As described above, the both side wall surfaces 34, 34 rise substantially perpendicularly from both edges of the collecting taper surface 33 in the axial direction of the drive shaft 8, and thus the drive shaft between the both side wall surfaces 34, 34. Similarly to the collecting taper surface 33, the distance (width length) in the eight-axis direction is substantially C-shaped and gradually increases from the position of the base end edge 33a of the collecting taper surface 33 toward the position of the tip end edge 33b. Is formed.

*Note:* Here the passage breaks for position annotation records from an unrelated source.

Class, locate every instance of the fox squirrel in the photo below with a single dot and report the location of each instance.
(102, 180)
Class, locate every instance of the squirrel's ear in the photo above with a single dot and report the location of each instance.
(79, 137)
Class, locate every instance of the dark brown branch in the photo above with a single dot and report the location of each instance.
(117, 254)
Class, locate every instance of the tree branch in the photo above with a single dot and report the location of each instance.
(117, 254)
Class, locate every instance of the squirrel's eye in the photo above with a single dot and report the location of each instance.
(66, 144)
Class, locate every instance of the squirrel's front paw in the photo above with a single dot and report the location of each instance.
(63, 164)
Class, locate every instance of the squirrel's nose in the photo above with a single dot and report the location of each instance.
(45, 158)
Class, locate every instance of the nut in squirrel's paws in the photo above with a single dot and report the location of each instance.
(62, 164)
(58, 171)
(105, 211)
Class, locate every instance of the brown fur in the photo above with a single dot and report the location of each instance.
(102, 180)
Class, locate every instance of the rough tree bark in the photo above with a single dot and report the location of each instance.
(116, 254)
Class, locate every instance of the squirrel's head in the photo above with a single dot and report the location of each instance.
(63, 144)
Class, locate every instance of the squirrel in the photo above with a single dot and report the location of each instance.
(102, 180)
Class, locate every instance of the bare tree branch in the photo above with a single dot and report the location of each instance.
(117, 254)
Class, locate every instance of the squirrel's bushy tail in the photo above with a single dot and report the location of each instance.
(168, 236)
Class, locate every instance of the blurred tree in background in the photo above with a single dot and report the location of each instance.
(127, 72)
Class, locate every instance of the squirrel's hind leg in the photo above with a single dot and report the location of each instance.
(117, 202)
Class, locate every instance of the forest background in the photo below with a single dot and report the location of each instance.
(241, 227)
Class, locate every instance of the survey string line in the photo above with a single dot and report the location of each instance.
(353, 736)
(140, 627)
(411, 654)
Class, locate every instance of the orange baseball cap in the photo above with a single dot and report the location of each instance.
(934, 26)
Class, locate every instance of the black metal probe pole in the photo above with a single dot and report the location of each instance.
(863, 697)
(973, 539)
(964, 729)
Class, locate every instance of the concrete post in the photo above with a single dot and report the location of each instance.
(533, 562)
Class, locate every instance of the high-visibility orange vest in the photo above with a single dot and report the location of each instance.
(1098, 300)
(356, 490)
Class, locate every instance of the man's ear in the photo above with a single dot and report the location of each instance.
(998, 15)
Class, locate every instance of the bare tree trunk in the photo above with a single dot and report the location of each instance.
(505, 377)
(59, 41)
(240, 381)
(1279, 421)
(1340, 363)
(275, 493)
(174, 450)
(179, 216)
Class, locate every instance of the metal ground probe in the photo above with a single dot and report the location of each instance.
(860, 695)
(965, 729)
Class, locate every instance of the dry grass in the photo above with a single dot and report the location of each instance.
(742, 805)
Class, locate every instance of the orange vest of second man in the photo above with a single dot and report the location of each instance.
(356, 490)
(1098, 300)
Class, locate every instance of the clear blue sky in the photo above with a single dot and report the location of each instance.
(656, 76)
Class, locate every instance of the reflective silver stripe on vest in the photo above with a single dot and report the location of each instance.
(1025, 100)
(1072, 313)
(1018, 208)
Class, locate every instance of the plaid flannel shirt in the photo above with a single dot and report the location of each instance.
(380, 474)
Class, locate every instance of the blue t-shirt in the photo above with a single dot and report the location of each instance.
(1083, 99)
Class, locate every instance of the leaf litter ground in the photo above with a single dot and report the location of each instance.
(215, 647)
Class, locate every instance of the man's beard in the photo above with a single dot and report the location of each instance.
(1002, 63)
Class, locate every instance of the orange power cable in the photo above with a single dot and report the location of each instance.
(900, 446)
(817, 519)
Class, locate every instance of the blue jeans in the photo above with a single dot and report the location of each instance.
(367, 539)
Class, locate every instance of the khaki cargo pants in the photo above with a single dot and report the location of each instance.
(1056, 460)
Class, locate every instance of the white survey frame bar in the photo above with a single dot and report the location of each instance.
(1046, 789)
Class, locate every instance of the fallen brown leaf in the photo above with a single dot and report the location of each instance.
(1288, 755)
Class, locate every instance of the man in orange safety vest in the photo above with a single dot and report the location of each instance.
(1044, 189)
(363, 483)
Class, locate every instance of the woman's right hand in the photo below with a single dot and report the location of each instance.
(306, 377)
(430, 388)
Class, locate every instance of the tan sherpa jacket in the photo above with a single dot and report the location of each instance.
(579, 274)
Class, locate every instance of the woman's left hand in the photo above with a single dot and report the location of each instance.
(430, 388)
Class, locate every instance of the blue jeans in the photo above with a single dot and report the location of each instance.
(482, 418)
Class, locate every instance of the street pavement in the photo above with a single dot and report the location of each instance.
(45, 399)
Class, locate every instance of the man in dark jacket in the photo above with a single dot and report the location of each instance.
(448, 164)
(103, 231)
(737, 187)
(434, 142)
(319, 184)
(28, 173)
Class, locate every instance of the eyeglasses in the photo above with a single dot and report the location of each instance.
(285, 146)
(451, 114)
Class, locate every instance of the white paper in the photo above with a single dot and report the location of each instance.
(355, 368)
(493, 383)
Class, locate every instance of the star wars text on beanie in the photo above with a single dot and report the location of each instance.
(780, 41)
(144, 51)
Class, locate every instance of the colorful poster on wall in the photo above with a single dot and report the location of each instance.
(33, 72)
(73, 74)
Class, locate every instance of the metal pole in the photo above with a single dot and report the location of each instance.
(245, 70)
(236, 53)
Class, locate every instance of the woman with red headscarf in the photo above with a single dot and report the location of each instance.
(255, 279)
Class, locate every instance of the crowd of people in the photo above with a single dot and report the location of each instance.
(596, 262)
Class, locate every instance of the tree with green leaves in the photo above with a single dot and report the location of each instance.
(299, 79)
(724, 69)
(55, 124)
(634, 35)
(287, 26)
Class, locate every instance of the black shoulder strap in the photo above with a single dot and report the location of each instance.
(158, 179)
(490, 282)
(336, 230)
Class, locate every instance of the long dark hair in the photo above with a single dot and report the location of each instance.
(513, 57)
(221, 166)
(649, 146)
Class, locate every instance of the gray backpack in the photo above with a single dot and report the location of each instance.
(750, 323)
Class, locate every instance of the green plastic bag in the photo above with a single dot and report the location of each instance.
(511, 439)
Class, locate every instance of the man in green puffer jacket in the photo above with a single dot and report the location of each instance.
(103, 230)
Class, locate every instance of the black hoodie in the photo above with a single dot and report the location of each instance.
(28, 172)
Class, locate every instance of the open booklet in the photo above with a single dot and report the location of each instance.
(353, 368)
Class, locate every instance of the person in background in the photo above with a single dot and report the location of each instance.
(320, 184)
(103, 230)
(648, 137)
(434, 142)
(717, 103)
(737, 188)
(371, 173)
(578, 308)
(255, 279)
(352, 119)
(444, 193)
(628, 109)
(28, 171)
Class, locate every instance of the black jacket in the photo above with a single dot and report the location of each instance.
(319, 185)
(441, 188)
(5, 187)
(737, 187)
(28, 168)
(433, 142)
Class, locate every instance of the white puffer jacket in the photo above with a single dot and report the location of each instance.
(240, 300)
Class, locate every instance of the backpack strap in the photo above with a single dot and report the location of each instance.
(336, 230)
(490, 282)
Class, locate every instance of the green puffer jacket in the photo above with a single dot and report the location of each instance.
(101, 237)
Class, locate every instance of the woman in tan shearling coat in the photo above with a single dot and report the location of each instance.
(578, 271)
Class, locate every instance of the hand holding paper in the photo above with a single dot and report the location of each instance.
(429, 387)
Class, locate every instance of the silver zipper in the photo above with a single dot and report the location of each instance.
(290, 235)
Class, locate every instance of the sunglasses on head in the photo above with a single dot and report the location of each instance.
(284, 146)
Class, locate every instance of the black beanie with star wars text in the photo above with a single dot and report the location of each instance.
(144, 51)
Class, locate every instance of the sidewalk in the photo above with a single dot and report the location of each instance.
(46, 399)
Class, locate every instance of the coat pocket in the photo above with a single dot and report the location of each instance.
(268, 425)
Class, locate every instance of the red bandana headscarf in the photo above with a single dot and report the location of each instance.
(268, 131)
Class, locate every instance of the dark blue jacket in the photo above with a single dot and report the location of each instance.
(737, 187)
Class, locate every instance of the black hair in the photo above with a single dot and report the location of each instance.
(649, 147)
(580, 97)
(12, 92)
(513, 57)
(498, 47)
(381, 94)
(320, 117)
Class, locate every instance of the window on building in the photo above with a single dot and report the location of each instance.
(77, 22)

Further, the heights of both side wall surfaces 34, 34 are formed so as to gradually increase from the position of the base end edge 33a of the collection taper surface 33 toward the position of the front end edge 33b according to the taper angle of the collection taper surface 33. .
[Operation of this embodiment]
According to the balancer device 6, when the engine is started and the crankshaft 2 is rotationally driven, the drive shaft 8 is driven at twice the speed of the crankshaft 2 via the crank sprocket 5, the drive chain 18 and the balancer sprocket 17. Rotate. As a result, the driven shaft 9 rotates at the same speed in the opposite direction to the drive shaft 8 through the meshing rotation transmission between the driving gear 10 and the driven gear 11.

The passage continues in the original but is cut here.